Over each of the Irish
provinces was a ri or king, and there was also over all Ireland an
Ard-ri or supreme monarch who lived at Tara up to the time of its
abandonment in the sixth century. Before Tuathal's day, the Ard-ri
had for his land allowance only a small tract around Tara, but
Tuathal cut off a portion from each of the four older provinces, at
the Great Stone of Divisions in the centre of Ireland, making the
fifth province of Royal Meath, which has since disappeared, but
which was much larger than the present two counties of Meath and
Westmeath. In this once famous, and now most lovely and fertile
spot, with the good republican's love of royalty and royal
institutions, we have settled ourselves; in the midst of verdant
plains watered by the Boyne and the Blackwater, here rippling over
shallows, there meandering in slow deep reaches between reedy banks.

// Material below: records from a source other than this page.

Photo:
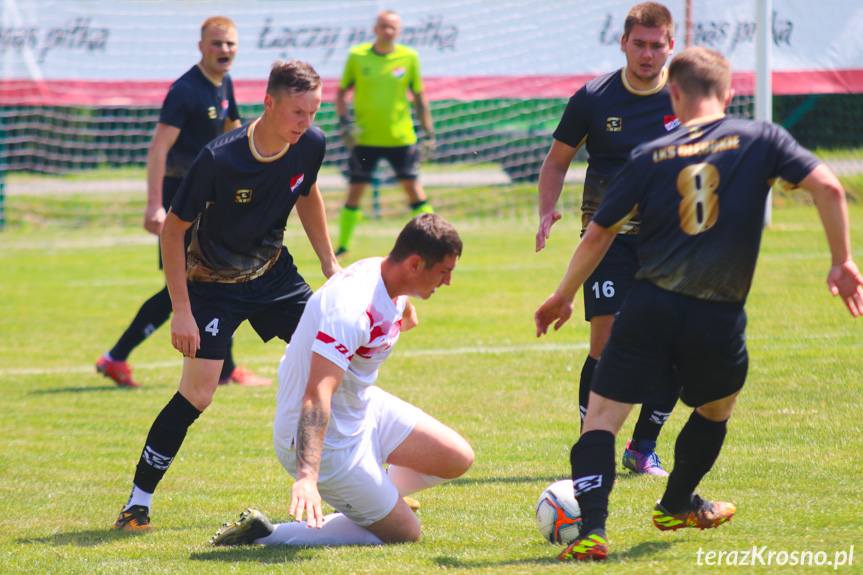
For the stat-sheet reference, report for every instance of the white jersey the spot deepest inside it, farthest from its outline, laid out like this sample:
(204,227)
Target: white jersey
(352,322)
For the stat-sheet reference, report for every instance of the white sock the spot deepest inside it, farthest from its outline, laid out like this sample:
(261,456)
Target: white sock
(408,481)
(337,530)
(139,497)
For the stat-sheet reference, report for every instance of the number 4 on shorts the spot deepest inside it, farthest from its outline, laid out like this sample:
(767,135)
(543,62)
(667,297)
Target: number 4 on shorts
(213,327)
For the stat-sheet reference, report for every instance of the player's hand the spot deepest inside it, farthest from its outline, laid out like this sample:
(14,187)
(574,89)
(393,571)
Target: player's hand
(154,218)
(545,223)
(554,308)
(331,268)
(427,147)
(305,498)
(184,334)
(347,132)
(845,281)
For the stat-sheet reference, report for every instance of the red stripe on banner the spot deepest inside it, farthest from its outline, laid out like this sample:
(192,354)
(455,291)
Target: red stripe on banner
(151,93)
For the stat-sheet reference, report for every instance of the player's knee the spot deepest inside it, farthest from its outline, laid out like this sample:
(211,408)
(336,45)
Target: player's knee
(461,460)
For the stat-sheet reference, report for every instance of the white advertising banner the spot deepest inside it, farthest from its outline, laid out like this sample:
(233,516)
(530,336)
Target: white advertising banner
(128,51)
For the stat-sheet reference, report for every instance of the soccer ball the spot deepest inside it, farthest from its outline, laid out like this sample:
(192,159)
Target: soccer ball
(558,516)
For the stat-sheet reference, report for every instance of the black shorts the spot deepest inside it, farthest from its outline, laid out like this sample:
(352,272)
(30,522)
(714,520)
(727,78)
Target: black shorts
(702,341)
(273,304)
(613,278)
(169,190)
(364,160)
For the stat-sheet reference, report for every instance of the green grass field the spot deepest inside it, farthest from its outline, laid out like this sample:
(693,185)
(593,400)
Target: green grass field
(71,438)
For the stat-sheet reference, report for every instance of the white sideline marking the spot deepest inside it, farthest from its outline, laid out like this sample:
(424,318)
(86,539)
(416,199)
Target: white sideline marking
(474,350)
(766,344)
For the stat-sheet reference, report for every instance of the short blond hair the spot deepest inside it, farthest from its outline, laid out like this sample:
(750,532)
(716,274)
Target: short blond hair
(701,72)
(220,22)
(649,15)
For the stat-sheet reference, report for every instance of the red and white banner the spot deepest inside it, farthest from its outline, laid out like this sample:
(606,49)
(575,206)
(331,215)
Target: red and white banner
(127,52)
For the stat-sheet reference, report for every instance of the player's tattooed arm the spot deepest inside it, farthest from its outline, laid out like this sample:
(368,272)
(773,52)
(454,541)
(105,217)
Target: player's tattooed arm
(324,379)
(311,430)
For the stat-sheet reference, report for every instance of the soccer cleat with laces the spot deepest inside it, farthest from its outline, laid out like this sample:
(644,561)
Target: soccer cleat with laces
(119,371)
(594,547)
(412,503)
(252,525)
(136,519)
(643,462)
(702,514)
(244,377)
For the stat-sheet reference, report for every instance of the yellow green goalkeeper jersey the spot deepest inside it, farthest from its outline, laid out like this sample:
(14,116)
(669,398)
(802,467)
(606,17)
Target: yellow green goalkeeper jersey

The Old Hall, from which I write, is somewhere in the vale of the
Boyne, somewhere near Yellow Steeple, not so far from Treadagh, only
a few miles from Ballybilly (I hope to be forgiven this irreverence
to the glorious memory of his Majesty, William, Prince of Orange!),
and within driving distance of Killkienan, Croagh-Patrick, Domteagh,
and Tara Hill itself. If you know your Royal Meath, these
geographical suggestions will give you some idea of our location; if
not, take your map of Ireland, please (a thing nobody has near him),
and find the town of Tuam, where you left us a little time ago.